UToledo Technology Gives Second Life to Used Batteries From Electric Vehicles

March 9, 2021 | News, Research, UToday, Engineering
By Christine Billau

When the battery in an electric vehicle needs to be replaced, dealerships get rid of it even though it still holds up to 80% of its capacity.

To reduce waste and ensure a sustainable future, electrical engineers at The University of Toledo are pioneering a second-life market for used batteries from electric and hybrid vehicles.

Research published in the journal Electricity shows how technology called the bilevel equalizer created at UToledo transforms used lithium-ion batteries into inexpensive energy storage and increases the lifetime of the batteries by 50%.
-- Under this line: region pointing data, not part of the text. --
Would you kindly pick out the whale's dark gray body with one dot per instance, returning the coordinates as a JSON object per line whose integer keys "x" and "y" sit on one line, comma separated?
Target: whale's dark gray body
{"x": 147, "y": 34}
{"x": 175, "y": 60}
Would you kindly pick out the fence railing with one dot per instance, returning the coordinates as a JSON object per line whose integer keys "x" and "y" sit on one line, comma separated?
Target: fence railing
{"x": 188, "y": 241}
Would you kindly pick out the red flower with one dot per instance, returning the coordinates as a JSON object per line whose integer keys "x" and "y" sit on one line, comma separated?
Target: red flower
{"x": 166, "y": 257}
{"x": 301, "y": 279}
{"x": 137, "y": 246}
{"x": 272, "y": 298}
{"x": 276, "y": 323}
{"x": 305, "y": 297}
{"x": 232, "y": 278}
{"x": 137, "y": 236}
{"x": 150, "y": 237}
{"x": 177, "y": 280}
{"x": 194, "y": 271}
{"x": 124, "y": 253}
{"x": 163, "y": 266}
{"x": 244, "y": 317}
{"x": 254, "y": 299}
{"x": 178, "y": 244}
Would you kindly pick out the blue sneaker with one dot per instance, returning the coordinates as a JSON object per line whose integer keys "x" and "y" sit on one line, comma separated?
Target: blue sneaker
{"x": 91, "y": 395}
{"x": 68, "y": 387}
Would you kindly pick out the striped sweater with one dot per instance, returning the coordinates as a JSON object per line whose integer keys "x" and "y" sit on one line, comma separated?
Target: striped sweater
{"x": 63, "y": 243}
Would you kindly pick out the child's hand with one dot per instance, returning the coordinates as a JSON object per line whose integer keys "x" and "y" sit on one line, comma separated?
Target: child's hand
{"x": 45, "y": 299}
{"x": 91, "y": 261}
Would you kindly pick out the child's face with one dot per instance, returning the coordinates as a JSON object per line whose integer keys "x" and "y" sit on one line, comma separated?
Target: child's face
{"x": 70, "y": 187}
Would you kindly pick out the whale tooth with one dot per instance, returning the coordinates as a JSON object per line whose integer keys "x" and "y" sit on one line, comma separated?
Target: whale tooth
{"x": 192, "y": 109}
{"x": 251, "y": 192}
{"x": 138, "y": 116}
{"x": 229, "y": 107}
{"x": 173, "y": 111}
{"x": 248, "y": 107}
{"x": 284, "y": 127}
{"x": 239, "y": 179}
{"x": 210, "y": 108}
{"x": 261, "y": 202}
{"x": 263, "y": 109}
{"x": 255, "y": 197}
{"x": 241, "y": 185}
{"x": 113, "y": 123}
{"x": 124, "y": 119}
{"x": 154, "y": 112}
Dr. Ngalula Sandrine Mubenga, assistant professor of electrical engineering technology in the UToledo College of Engineering, is working to help reduce waste and ensure a sustainable future.

“The number of electric vehicles and hybrids on the road is increasing, and used batteries could really become a waste management issue,” said Dr. Ngalula Sandrine Mubenga, assistant professor of electrical engineering technology in the UToledo College of Engineering. “The concept of circular economy relies on the idea that the waste of one industry becomes the raw materials for another industry.”

Mubenga and Dr. Tom Stuart, UToledo professor emeritus of electrical engineering and computer science who had the idea for the bilevel equalizer, explained how a company that makes battery energy storage could acquire the used lithium-ion batteries and add the bilevel equalizer retrofit kit to them.

“That battery energy storage can then be used to store energy from solar panels, for instance, and other renewable energy systems and use that for a variety of power grid applications,” Mubenga said. “Our technology reuses electric vehicle batteries for a longer period of time and at a lower cost compared to other technologies.”

The bilevel equalizer was originally developed to prolong battery life in electric vehicles, planes and grid stations.

However, the researchers learned through discussions with more than 80 industry stakeholders that most manufacturers are reluctant to change their process in the plant to add the new technology, which increases the discharge capacity of lithium-ion batteries by about half.

“We designed our technology as a retrofit kit so it can be added to an existing battery pack and connect to the current battery management system,” Mubenga said. “All that is needed is a minimal hardware change and a software upgrade to turn the existing battery management system into a bilevel equalizer that would increase the longevity of the batteries.”

A solution to cheaper, longer-lasting battery packs, the bilevel equalizer is one of the first hybrids that combines the high performance of an active equalizer with the low cost of the passive equalizer, solving the weak cell issue in lithium-ion battery storage for packs with hundreds of cells.

“Over time, the battery is not balanced and limited by the weakest cell in the battery,” Mubenga said. “We grouped the cells into sections. Each cell within the section is balanced by a passive equalizer, while the entire section is balanced by an active equalizer.”

The patented technology is geared toward a second-life market, not consumer retail.

“In theory, you could technically add a bilevel equalizer retrofit kit to your own hybrid, but most manufacturers prevent this type of modification in their warranty agreements,” Mubenga said.